The bill now heads to the Senate Budget and Appropriations Committee, where its fiscal implications will be considered.
The bill would reward students who choose to enter fields experiencing qualifying labor shortages with 75 percent loan redemptions, delivered over several years, in return for a promise to work for four years in New Jersey.
According to sponsor Sen. Joseph Vitale (D-Middlesex), the bill is aimed at encouraging students to both attend college in N.J. and stay here after they graduate. “It would help to fill vacancies in professions with large workforce shortages by targeting highly qualified recent graduates and matching them with careers in high demand,” he said.
NJTechWeekly.com asked several N.J. colleges and universities about the bill. A Rutgers spokesman said the school had supported it in committee and given oral testimony in that support.
Farvardin said that while in 2011 N.J. ranked second in the nation in fourth- and eighth-grade reading scores, fourth in fourth-grade math scores and third in eighth-grade math scores and has a high graduation rate, it ranks “first in the nation in annual net loss of graduating high school seniors to colleges and universities in other states.”
In fact, the state loses 28,000 more highly educated high school seniors than it attracts annually, according to the organization Postsecondary Education Opportunity. Farvardin said it is well known that when students leave their home states for higher education, they often do not return.
Brain drain losses directly affect the state, which loses out on tax revenue, real estate purchases and new company and job creation, he said.
“The legislation is an important step in stopping the brain drain here in New Jersey,” Farvardin said. If approved, N.J. will join other states such as Maine, Wisconsin, Pennsylvania, Oklahoma, Iowa and Nebraska in developing incentives, tax breaks and other innovative methods to stop their brain drain or even achieve brain gain.
According to an article in NJToday.net, the bill would establish a 13-member council including executives at the New Jersey Economic Development Authority (EDA), higher education officials, and the Labor and Workforce Development commissioner, the State Employment and Training Commission chair and nine public members who should represent the business, labor and higher education communities.
Within 15 months of appointment, the council would identify three fields experiencing a shortage of qualified labor in New Jersey and recommend to the governor that they be included in the Workforce Shortage Loan Redemption Program, the article continued.
After the governor’s review and approval of the council’s recommendations, the legislature would have 60 days to disapprove them. The council would also be required to update its recommendations every five years, the NJToday.net article said.
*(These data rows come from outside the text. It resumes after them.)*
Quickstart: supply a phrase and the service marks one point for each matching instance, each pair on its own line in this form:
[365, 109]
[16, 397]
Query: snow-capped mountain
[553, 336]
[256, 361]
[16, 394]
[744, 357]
A reading of the bill indicates students would have to sign a contractual agreement specifying their date of required service and the total amount of eligible qualifying loan expenses that would be redeemed in exchange for their staying in-state to fill a workforce need.
“What makes this loan redemption program so different from others that have been proposed is that is doesn’t tie itself to any specific industry or profession but rather allows the council, in concert with the governor and the legislature, flexibility in determining where there is a workforce need in the state,” Vitale noted.